Date: Tue, 18.03.08 23:08
here's one for ya...
-> for photo shots of the belly, and then comes up in front of the
-> station to dock... in effect, the shuttle rises into the station
-> since it is belly forward to the direction of travel...
-> now, when one is watching NASA TV, the photos of the group's
-> passage over the earth show the ground travel to be away from the
-> belly of the shuttle instead of toward it as it was when the shuttle
-> docked with the station...
-> so... the question(s), how does this happen? do they pancake spin
-> the station after the shuttle has docked so the station is "pulling"
-> it instead of "pushing" it? if so, why? surely the belly of the
-> shuttle is much more protected than the open cargo bay?
DW> Surely the ISS doesn't rotate once every orbital revolution.
i wasn't (trying) to imply that, actually...
DW> If it did so, a lot of the "microgravity" experiments would get
DW> messed up. So the station's orientation is fixed in space, and as
DW> it goes around the earth, as seen from the station, the earth
DW> appears to go around it, sometimes moving "forward" and sometimes
hummm... so the theory is that the station's belly is toward the earth at times
and then when it is on the opposite side of the earth, the top of the station
is toward the earth? in between, one end or the other is toward the earth??
DW> Protection has nothing to do with it.
actually, i suspect that that and cooling issues of the shuttle do come into
play... but i figured i'd drop a line in here and see what others thought...
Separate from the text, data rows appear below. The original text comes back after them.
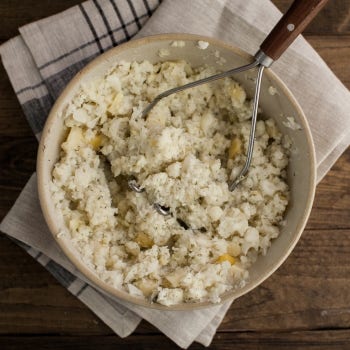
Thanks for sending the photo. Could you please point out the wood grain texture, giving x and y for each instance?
(304, 305)
(293, 22)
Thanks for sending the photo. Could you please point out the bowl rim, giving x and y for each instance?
(44, 191)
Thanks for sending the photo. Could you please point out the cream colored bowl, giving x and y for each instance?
(282, 104)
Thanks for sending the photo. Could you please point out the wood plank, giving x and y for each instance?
(335, 51)
(309, 291)
(321, 340)
(334, 19)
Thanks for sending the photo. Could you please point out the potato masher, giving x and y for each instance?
(293, 22)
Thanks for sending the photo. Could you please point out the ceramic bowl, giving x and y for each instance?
(279, 105)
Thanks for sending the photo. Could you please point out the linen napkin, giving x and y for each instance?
(48, 53)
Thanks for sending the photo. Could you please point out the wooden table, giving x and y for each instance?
(304, 305)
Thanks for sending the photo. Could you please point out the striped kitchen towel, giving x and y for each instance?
(48, 53)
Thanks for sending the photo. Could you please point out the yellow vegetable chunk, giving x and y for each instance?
(143, 240)
(226, 257)
(96, 142)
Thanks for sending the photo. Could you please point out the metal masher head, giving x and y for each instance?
(261, 61)
(292, 23)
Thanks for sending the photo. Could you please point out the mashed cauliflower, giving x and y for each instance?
(184, 154)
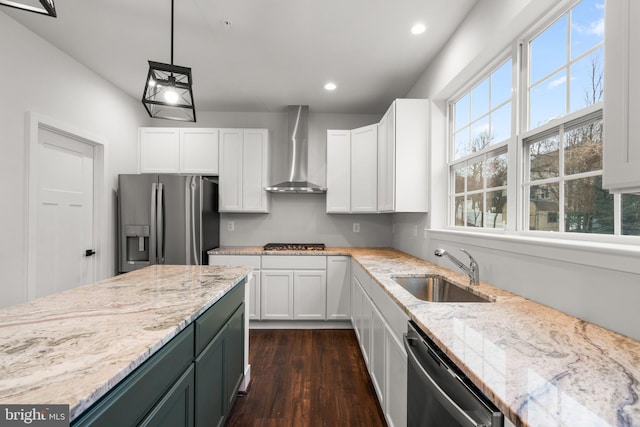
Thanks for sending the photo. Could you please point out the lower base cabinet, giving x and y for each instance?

FWIW: we've discussed your theory as well as the other one in which the
station's belly always points to the earth... in this scenario, the only way
that the shuttle would go from being "pushed" to being "pulled" would require
at least one 180 pancake spin... then another when they undock, if i recall
correctly that they leave the station being "pushed" like they were when they
* Origin: (1:3634/12)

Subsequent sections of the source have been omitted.